THE DECLINE OF ING
08 October 08
ING Direct, the online banking arm of ING Group, said it was to acquire more than €3bn (£2.7bn) of British deposits from Icelandic online savings providers Icesave and Kaupthing Edge.
19 October 08
The Dutch government announces it is preparing to inject €10bn into the group.
20 October 08
The group says it will sell its Taiwan life insurance unit to Fubon Financial for $600m.
12 November 08
Posted its first ever quarterly loss as impairments on stocks and bonds, counterparty losses and property writedowns eroded its income. The group’s net loss for the third quarter was €478m, after writedowns totalling €1.5bn.
14 January 09
Says it will cut 750 jobs, 7 per cent of its US workforce, as the company looks to cut costs.
26 January 09
ING says it will suffer a loss for 2008 of €1bn, take advantage of €22bn in Dutch state loan guarantees on its troublesome loan portfolio and slash 7,000 jobs.
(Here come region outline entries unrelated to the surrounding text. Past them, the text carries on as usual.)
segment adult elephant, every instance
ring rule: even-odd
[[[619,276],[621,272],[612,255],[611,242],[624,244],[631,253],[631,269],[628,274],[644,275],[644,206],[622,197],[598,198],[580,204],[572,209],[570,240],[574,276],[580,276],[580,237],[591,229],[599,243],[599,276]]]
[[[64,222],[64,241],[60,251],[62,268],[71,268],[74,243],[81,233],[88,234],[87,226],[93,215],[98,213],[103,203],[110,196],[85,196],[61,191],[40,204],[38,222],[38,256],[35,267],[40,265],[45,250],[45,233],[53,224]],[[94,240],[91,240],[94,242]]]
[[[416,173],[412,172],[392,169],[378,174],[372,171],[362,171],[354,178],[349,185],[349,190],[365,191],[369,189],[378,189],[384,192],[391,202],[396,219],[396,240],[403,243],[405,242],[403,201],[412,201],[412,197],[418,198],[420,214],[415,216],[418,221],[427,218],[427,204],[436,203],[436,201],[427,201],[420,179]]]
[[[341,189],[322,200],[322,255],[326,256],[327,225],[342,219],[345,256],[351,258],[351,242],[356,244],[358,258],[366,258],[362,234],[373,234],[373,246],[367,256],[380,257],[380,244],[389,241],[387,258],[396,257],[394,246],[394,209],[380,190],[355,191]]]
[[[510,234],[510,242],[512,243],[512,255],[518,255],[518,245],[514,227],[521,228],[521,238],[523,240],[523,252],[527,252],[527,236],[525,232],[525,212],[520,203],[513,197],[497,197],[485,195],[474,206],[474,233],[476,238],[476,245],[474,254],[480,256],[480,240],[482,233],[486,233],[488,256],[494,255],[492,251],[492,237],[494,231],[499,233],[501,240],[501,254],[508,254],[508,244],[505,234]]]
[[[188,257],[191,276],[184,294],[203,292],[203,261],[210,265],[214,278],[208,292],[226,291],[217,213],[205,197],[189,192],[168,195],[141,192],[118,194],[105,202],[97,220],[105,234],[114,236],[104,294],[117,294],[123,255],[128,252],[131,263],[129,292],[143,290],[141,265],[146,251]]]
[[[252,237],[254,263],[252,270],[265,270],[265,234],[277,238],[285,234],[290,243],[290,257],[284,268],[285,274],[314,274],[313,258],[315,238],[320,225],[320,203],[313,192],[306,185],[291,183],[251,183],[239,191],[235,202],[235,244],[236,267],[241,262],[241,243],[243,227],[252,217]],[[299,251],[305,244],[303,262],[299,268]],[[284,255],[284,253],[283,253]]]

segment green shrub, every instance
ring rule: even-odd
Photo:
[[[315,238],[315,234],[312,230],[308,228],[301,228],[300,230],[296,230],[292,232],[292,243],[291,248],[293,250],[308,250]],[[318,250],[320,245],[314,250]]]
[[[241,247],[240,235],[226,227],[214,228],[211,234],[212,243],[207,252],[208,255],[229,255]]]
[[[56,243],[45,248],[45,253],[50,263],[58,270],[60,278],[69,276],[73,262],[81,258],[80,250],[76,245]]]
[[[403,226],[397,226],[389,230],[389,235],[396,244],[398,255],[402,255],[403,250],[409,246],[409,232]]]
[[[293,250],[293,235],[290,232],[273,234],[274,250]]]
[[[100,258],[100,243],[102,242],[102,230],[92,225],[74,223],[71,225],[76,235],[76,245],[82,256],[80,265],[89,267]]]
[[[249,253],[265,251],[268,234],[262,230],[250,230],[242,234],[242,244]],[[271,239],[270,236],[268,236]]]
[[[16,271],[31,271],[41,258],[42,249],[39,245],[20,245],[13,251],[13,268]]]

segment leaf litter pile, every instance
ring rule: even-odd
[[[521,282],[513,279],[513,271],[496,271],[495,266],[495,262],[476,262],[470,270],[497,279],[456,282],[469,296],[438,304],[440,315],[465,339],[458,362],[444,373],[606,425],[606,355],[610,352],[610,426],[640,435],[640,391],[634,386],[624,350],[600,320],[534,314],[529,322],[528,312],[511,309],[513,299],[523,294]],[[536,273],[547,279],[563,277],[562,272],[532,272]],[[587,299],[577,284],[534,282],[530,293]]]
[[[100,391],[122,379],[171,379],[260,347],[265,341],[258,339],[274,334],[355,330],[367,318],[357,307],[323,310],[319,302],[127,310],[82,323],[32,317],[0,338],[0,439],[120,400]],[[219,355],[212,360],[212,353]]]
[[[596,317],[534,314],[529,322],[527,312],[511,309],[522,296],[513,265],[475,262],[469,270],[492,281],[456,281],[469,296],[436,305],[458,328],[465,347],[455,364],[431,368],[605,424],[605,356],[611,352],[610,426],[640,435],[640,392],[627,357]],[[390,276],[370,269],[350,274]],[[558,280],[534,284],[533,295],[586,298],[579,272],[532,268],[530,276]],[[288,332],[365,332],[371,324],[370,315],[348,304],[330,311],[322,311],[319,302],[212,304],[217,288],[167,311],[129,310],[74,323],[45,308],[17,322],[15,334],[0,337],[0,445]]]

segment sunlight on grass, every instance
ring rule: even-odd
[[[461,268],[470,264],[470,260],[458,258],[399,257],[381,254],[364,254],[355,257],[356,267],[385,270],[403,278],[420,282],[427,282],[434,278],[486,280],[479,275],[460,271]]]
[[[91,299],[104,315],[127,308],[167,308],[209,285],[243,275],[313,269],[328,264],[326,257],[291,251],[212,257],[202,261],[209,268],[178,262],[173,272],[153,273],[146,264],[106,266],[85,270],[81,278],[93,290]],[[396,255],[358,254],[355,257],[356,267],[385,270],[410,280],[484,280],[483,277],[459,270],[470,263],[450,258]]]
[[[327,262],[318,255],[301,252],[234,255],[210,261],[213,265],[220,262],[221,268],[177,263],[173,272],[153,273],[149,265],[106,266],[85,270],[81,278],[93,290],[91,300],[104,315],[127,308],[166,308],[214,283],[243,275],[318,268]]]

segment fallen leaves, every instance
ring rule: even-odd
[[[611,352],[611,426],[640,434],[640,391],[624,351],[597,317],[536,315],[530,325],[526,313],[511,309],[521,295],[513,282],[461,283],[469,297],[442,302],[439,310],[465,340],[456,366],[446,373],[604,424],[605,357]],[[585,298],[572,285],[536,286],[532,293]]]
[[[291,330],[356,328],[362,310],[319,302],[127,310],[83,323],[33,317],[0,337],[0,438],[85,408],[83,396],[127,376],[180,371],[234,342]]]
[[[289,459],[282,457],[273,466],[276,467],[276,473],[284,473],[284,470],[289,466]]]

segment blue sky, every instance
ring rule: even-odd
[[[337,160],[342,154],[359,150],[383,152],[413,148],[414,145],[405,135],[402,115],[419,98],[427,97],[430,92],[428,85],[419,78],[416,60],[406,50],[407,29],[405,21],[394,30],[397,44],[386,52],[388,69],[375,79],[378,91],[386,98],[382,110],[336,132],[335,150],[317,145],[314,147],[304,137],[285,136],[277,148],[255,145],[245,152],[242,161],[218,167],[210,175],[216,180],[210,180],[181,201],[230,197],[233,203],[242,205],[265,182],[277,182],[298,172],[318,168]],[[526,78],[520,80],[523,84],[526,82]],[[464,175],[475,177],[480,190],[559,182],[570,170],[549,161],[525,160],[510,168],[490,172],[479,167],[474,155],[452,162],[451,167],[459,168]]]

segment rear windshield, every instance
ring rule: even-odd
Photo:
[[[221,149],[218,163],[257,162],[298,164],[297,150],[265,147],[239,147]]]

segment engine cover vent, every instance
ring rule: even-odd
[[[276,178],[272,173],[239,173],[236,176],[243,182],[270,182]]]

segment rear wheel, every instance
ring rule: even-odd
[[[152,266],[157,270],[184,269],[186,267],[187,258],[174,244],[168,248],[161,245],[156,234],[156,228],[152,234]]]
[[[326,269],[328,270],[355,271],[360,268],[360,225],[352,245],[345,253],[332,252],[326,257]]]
The poor performance also costs chief executive Michael Tilmant his job, replaced by Jan Hommen.
18 February 09
The group posts a fourth-quarter loss of €3.7bn due to mounting writedowns and says it will shrink its focus to core operations and markets.
26 March 09
Ditches plans to apply for a Chinese banking licence and exits one of its joint ventures there.
9 April 09
Plans emerge for the group to make asset disposals worth up to €8bn and limit its focus to Europe.
13 May 09
The bank posts a first-quarter net loss of €793m and reiterates plans to sell of assets.